Characterization of apoplast phenolics: In vitro oxidation of acetosyringone results in a rapid and prolonged increase in the redox potential

•Find similarities between the redox response of acetosyringone and cell suspensions.•Oxidation of acetosyringone with H2O2 and peroxidase produces prolonged redox response.•Equal concentration of reactants favors longer response.

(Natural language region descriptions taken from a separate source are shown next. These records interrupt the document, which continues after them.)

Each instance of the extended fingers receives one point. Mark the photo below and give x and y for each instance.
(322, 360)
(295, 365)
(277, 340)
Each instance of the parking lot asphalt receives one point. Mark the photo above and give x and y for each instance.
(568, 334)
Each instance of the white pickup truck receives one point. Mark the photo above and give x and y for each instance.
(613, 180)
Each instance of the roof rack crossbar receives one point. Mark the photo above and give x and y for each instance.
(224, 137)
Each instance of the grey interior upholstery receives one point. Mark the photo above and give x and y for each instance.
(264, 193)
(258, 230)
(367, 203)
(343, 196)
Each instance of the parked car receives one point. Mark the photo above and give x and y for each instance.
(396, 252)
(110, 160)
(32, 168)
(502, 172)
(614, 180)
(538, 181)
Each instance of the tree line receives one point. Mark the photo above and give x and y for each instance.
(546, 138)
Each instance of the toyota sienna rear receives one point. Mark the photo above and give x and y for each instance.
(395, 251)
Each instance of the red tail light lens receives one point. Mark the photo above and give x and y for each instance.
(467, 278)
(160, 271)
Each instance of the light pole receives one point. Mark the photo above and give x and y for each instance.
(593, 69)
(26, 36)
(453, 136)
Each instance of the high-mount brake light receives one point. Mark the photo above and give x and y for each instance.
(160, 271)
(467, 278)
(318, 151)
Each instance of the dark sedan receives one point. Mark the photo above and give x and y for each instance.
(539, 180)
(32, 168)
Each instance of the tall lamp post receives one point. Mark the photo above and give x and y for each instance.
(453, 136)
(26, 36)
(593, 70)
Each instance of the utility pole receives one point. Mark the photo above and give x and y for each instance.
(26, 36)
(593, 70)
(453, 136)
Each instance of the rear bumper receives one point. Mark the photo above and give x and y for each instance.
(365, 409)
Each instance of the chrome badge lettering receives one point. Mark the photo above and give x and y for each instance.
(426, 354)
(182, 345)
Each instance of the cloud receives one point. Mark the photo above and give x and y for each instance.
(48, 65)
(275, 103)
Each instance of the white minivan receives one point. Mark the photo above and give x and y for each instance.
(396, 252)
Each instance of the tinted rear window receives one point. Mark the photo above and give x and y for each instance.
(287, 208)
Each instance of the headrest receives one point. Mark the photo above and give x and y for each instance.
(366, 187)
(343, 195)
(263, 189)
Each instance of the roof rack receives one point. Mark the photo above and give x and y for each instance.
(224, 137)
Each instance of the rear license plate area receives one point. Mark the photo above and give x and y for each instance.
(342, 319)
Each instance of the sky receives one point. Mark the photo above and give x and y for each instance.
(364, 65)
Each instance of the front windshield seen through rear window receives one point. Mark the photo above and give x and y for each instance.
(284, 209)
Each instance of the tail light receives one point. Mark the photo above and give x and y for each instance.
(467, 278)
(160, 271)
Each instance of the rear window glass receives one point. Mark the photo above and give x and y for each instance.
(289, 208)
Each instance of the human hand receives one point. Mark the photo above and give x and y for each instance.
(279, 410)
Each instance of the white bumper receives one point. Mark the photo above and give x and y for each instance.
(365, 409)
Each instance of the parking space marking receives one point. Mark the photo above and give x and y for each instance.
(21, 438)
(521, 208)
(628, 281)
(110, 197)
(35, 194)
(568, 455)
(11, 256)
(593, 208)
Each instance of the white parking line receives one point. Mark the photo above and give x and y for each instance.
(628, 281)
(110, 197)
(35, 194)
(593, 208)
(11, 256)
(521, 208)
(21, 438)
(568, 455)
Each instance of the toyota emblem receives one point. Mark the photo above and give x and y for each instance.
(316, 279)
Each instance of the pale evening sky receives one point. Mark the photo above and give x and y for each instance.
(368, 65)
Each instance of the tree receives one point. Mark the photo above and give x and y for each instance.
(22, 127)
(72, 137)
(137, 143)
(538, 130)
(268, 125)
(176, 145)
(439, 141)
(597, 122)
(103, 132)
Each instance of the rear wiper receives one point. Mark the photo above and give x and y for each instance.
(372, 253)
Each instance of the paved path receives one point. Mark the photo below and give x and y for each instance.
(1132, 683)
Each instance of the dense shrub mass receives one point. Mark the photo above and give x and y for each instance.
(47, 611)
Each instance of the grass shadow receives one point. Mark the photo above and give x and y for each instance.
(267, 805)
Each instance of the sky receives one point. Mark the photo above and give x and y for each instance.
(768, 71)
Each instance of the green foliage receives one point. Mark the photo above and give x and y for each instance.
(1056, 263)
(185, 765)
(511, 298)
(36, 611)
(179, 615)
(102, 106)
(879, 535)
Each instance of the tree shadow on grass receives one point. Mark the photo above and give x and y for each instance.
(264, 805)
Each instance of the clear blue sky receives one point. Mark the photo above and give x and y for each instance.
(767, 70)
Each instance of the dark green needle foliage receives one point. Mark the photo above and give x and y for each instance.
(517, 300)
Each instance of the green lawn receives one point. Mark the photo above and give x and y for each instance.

Previous work demonstrated that when tobacco cell suspensions were inoculated with certain bacterial strains, the redox potential of the suspensions would increase (oxidative), as much as 100 mV, and in some cases last more than an hour. To discover possible contributors to this prolonged redox potential burst, we examined the oxidation of various plant phenolics that were similar to those found in the cell suspensions. Acetosyringone, one of the major extracellular phenolics in tobacco cell suspensions, was unique in causing a prolonged increase in redox potential of more than 100 mV when incubated with H2O2 and peroxidase. The increase in potential appears to be due to a relatively stable radical intermediate. The length of time that the redox potential increased was dependent on the ratio of H2O2 and acetosyringone. The most favorable was a 1:1 ratio. In vitro characterization showed that production of this intermediate is favored by relatively low pH (around 6) and cooler temperatures possibly due to slower kinetics. Phosphate buffer was substituted for MES buffer, which had been used initially but was found to interfere with the oxidation. The results of this study demonstrate that apoplastic phenolics, in addition to often playing a role as antioxidants that reduce H2O2, can also cause rapid transient periods of extreme redox potential creating a local environment hostile to pathogen ingress.